Original Medicare has historically not required prior authorization, but CMS’s WISeR Model pilot uses AI but will not completely replace review by human clinicians, seeking to speed up a process that can be lengthy and burdensome for patients. It currently applies only to select services in six pilot states, not to Medicare broadly.

Can an insurer use AI to deny a prior authorization request without a doctor reviewing it?

In California, no — SB 1120 explicitly prohibits the autonomous use of AI or algorithmic tools in making prior authorization denials, and requires final determinations to be made by licensed clinicians. Similar protections now exist in states like Texas, Maryland, and Arizona, but rules vary and not every state has such a requirement.

Why are so many AI-related prior authorization denials overturned on appeal?

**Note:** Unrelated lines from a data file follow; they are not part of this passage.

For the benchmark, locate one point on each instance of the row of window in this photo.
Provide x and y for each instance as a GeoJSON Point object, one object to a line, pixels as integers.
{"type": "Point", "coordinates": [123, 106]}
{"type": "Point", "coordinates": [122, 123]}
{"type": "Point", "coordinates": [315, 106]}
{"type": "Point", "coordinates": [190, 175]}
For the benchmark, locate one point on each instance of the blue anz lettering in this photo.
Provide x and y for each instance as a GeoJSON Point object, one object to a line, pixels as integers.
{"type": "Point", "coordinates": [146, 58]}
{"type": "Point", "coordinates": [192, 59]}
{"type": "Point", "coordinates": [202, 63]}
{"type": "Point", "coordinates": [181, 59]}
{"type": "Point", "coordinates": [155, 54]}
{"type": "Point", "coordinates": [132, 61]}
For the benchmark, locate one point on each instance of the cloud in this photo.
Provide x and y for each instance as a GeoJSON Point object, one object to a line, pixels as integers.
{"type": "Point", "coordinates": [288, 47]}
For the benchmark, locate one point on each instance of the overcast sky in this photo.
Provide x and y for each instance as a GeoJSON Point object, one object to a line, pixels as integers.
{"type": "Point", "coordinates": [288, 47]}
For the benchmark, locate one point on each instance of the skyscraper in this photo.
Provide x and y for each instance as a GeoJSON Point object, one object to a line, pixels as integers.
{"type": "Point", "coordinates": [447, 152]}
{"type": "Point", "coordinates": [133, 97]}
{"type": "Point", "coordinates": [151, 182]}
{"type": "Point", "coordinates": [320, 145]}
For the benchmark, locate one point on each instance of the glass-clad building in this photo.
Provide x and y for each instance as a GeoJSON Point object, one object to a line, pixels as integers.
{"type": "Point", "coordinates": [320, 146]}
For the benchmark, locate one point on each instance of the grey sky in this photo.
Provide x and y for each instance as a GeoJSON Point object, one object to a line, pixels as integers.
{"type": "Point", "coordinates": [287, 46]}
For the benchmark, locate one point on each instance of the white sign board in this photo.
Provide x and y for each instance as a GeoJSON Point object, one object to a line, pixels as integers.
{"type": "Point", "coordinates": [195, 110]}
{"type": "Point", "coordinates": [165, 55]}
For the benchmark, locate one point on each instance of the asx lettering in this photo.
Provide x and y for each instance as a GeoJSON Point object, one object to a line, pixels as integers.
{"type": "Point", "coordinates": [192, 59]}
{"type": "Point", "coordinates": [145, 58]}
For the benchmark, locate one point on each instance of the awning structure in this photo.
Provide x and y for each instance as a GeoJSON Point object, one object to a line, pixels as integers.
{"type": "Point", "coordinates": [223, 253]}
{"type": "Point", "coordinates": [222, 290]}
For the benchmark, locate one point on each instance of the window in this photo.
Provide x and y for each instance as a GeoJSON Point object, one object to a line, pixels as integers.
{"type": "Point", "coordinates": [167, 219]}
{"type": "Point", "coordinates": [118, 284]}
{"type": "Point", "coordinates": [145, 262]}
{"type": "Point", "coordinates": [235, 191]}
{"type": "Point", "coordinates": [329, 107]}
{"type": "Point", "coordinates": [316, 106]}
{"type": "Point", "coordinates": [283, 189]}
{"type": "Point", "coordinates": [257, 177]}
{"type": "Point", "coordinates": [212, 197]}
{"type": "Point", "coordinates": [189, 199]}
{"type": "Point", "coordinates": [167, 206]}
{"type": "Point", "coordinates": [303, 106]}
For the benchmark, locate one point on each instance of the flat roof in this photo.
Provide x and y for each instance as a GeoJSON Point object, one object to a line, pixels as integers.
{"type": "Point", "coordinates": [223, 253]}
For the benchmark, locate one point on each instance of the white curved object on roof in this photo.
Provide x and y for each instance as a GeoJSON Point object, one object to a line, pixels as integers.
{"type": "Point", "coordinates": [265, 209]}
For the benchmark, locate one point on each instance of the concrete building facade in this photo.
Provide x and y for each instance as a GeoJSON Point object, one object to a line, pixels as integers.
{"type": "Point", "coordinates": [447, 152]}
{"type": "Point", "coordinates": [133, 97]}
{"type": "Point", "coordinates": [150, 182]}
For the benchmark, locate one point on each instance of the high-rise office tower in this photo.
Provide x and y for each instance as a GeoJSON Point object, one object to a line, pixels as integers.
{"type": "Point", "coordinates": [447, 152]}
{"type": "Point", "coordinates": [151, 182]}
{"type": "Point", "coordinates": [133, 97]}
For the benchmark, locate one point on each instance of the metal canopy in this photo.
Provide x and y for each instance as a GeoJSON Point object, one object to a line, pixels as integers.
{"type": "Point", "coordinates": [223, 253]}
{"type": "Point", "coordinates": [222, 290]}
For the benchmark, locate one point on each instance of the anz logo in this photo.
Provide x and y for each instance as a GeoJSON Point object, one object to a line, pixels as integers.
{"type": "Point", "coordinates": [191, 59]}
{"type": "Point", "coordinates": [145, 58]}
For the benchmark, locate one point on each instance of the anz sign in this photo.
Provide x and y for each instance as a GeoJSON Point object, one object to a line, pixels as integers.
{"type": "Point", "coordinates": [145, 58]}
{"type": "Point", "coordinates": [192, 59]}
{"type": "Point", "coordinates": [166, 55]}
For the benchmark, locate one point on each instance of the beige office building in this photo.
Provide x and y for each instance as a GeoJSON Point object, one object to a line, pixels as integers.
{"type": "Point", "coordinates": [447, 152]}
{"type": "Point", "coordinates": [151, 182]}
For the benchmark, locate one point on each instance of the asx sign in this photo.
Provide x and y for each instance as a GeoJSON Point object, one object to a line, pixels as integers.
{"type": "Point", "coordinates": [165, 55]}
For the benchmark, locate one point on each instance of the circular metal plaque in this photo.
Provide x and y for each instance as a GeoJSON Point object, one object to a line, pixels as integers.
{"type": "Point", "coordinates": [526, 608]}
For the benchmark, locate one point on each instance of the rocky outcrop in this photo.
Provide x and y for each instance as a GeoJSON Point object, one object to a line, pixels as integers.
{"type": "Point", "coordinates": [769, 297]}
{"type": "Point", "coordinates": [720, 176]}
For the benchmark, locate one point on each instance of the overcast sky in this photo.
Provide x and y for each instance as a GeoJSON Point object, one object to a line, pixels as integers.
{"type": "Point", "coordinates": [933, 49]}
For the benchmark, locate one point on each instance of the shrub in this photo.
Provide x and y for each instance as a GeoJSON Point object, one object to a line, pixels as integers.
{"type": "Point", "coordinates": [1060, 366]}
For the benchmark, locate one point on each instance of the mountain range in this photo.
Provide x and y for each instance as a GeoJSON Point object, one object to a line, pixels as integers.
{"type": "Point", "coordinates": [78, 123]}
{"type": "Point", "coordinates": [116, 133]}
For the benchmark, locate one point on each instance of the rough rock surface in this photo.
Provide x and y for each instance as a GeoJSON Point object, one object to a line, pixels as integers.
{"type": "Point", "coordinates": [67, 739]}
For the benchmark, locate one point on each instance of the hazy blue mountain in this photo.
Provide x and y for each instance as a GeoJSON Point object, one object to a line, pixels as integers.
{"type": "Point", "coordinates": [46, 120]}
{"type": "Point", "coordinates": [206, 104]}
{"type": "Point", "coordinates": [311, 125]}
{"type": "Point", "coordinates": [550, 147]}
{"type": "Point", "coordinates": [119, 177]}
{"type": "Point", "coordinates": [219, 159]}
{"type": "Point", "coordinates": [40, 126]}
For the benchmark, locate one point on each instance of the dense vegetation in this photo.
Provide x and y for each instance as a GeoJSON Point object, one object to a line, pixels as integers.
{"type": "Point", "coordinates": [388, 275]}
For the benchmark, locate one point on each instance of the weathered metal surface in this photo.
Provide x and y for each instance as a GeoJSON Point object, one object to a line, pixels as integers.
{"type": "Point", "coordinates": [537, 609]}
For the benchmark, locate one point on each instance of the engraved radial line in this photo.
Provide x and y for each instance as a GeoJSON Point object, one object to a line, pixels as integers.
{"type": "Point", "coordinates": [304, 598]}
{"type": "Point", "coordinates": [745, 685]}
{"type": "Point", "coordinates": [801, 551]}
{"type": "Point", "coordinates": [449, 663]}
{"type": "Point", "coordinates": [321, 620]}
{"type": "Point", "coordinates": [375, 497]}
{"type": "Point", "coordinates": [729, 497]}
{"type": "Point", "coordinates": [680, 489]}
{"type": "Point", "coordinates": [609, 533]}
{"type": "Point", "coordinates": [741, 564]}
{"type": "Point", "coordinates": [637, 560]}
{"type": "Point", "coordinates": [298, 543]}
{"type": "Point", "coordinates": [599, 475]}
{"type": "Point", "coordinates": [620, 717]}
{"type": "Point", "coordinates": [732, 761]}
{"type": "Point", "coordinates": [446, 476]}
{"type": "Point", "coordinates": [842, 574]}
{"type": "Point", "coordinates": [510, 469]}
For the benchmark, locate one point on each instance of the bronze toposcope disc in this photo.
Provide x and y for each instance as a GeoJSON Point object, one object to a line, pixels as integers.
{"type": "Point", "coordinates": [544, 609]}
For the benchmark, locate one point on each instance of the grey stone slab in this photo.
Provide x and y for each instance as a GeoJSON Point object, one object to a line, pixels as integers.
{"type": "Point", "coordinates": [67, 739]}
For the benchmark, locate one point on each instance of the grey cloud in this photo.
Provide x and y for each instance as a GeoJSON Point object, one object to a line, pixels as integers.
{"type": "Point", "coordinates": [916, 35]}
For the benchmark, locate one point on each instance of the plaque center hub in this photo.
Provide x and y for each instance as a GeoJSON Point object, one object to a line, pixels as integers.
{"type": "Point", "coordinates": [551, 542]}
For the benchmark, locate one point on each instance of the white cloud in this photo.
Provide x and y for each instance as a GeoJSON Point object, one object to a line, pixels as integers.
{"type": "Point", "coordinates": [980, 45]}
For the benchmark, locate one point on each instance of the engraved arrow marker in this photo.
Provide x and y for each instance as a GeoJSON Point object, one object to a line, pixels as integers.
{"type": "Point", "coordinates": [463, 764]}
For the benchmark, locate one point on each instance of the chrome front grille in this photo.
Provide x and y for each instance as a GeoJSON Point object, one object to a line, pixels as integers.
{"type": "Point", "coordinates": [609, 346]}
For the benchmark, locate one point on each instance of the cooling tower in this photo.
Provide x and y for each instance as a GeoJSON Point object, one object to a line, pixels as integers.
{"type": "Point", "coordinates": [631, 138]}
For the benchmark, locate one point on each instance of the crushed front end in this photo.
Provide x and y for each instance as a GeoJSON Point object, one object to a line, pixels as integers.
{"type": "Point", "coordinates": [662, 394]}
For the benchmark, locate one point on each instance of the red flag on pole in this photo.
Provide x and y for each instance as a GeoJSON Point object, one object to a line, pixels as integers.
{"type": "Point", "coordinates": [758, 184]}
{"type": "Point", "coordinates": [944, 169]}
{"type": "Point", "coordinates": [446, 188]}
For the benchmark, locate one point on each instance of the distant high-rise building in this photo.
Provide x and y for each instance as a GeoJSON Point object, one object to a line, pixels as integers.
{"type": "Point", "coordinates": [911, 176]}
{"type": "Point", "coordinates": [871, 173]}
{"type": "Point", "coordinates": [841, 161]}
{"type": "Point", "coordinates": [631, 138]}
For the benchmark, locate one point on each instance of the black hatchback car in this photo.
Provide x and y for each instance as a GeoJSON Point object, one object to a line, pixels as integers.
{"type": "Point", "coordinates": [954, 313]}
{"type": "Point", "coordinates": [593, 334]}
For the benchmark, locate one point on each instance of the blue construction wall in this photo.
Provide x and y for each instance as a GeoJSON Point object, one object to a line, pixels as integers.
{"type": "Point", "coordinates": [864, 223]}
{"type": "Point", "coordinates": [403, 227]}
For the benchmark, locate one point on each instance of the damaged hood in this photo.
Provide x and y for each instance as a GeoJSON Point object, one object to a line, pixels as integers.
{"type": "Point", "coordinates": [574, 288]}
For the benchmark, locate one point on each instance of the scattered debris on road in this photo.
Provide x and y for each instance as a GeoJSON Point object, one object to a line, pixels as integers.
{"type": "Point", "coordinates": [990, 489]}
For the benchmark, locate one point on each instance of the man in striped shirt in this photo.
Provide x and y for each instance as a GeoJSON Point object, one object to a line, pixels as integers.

In the UnitedHealth nH Predict case, plaintiffs allege the tool has a 90% error rate due to lack of human review, with over 80% of denials being reversed on appeal. Separately, appeal rates may understate the true error rate because, per one analysis, only a small portion of denied prior authorization requests were appealed in 2024, even though 80% of appeals are partially or fully overturned.

What is the CMS WISeR Model and which states does it cover?

WISeR stands for Wasteful and Inappropriate Service Reduction — a CMS Innovation Center model that leverages AI and machine learning, combined with clinician review, to ensure select items and services are furnished in line with Medicare coverage criteria. It launched January 2026 in New Jersey, Ohio, Oklahoma, Texas, Arizona, and Washington.